Die "Institution Friedhof" bekommt heutzutage immer mehr Konkurrenz, sei es durch alternative Angebote wie Friedwälder oder durch liberalere Bestattungsgesetze, die sogar das Beisetzen der Asche von Verstorbenen im eigenen Garten erlauben (wie beispielsweise in Bremen, vorausgesetzt, der Verstorbene hat dies zu Lebzeiten so verfügt). So begrüßenswert das auch ist, so sehr müssen die Vor- und Nachteile solcher Möglichkeiten beachtet werden. Darüber haben wir in unserer Trauerbegleiterausbildung viel diskutiert. Zu Recht.

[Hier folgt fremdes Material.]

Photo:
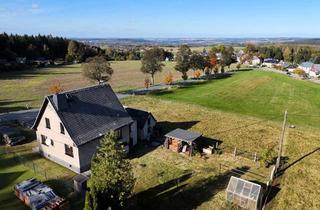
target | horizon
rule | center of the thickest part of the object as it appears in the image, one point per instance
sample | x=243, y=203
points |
x=161, y=19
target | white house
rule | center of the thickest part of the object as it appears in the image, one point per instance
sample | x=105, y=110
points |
x=70, y=125
x=306, y=66
x=145, y=123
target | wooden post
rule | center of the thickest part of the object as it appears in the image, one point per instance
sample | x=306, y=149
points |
x=281, y=140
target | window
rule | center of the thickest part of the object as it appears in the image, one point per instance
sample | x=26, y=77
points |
x=68, y=150
x=43, y=140
x=48, y=123
x=118, y=133
x=61, y=128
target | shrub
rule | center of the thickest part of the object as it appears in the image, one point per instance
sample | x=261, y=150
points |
x=168, y=79
x=147, y=82
x=184, y=76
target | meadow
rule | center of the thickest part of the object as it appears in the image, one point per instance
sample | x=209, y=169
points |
x=298, y=187
x=255, y=93
x=244, y=110
x=19, y=90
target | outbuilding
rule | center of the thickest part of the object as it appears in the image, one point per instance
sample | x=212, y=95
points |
x=181, y=141
x=145, y=122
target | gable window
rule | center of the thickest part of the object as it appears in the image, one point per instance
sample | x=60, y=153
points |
x=118, y=133
x=47, y=123
x=62, y=129
x=68, y=150
x=43, y=140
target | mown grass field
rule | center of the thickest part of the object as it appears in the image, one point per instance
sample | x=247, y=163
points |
x=13, y=172
x=299, y=185
x=256, y=93
x=19, y=90
x=244, y=110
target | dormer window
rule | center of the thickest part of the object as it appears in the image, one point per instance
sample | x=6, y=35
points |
x=62, y=129
x=48, y=123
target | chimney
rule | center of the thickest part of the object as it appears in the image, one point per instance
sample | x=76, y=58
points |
x=60, y=101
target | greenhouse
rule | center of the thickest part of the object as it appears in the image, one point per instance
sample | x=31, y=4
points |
x=243, y=194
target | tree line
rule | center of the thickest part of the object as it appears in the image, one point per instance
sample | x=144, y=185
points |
x=216, y=59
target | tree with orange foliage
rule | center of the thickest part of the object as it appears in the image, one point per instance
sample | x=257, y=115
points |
x=168, y=79
x=147, y=82
x=55, y=87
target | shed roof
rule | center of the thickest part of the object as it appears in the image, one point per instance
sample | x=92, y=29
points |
x=88, y=113
x=140, y=116
x=183, y=135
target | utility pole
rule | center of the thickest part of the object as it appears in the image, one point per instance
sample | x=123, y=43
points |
x=281, y=140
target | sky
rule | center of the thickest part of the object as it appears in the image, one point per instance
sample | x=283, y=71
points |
x=162, y=18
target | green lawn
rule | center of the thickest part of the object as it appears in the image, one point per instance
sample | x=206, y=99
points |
x=299, y=185
x=13, y=172
x=256, y=93
x=22, y=89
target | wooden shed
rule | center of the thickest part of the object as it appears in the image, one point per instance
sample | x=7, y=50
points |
x=181, y=141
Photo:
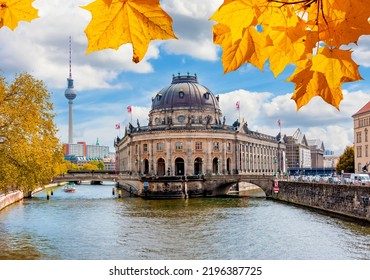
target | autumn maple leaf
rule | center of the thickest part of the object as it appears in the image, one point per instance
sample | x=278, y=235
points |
x=323, y=76
x=13, y=11
x=290, y=32
x=127, y=21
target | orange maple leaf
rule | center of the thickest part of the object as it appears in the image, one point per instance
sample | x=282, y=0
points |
x=127, y=21
x=323, y=76
x=13, y=11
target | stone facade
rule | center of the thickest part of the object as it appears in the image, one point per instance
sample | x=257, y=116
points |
x=350, y=201
x=187, y=135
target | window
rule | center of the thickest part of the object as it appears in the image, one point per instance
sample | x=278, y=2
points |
x=181, y=118
x=198, y=146
x=359, y=151
x=181, y=94
x=178, y=146
x=358, y=137
x=216, y=146
x=366, y=135
x=160, y=147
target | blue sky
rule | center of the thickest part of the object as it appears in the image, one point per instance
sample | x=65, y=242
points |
x=107, y=81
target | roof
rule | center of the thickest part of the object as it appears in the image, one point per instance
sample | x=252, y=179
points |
x=364, y=109
x=185, y=92
x=316, y=144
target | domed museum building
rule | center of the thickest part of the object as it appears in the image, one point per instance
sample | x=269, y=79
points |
x=187, y=136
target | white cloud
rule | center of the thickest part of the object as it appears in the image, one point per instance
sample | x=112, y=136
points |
x=361, y=52
x=191, y=8
x=317, y=120
x=42, y=49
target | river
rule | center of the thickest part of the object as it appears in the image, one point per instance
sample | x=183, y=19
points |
x=92, y=224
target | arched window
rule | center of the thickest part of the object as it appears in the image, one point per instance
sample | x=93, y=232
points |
x=179, y=166
x=161, y=167
x=146, y=166
x=198, y=166
x=216, y=166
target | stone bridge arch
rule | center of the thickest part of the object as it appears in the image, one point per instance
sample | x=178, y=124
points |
x=219, y=185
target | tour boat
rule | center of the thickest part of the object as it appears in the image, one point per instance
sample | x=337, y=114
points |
x=69, y=187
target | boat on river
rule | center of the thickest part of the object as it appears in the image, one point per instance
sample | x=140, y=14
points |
x=69, y=187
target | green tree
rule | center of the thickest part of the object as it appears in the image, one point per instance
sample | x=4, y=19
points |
x=30, y=151
x=346, y=161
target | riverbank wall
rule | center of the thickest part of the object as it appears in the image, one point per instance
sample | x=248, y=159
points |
x=343, y=200
x=10, y=198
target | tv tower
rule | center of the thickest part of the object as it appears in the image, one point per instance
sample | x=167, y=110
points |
x=70, y=94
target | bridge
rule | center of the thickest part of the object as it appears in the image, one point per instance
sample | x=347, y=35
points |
x=175, y=186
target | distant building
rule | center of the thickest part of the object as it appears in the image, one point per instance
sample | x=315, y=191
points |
x=298, y=153
x=305, y=156
x=317, y=153
x=361, y=125
x=82, y=153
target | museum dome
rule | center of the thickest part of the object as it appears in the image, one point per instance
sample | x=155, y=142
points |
x=185, y=92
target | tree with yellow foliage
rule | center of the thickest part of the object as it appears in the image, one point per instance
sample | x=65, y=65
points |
x=312, y=35
x=30, y=152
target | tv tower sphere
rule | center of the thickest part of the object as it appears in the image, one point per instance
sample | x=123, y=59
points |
x=70, y=94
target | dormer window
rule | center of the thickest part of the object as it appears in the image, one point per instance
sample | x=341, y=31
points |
x=181, y=94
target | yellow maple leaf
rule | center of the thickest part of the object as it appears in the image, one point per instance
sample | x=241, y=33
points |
x=238, y=14
x=336, y=65
x=127, y=21
x=322, y=75
x=108, y=2
x=13, y=11
x=340, y=22
x=250, y=48
x=310, y=84
x=288, y=38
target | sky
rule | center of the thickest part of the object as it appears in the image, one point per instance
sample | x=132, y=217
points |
x=108, y=81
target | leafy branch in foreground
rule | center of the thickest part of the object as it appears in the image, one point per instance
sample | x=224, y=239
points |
x=313, y=35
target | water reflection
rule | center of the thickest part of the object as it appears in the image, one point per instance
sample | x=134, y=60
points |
x=93, y=224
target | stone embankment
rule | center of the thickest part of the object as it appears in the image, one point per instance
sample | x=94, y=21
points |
x=12, y=197
x=345, y=200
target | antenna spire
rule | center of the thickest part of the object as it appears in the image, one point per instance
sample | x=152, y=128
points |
x=70, y=58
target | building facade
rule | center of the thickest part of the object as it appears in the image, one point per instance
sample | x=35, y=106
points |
x=361, y=125
x=188, y=135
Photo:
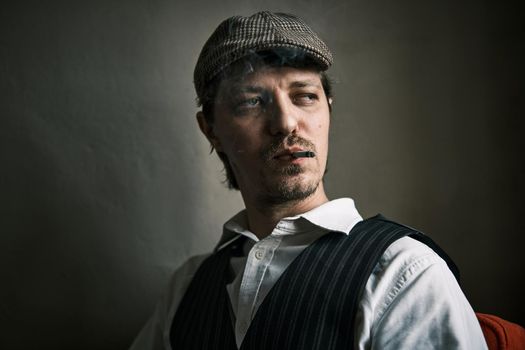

Denn eine Trauerstätte erfüllt ja zweierlei Funktionen: Zum einen soll sie den Wünschen oder Ideen des gestorbenen Menschen entsprechen, soll zu dem Menschen und zu seinem Leben passen. Zum zweiten aber soll der Ort auch den Hinterbliebenen dienen als eine Stätte, die sie besuchen und an der sie traurig sein können, ihren Gefühlen nachgehen können. Ein Ort, an dem das Gefühl erlaubt sein darf, dass man den Gestorbenen ganz nahe ist, vielleicht sogar mit ihnen reden kann. Gerade in der ersten und in heftigen immer wiederkehrenden Trauerphasen ist das wichtig (Weiterlesen: Zehn Tipps für den Umgang mit Trauernden).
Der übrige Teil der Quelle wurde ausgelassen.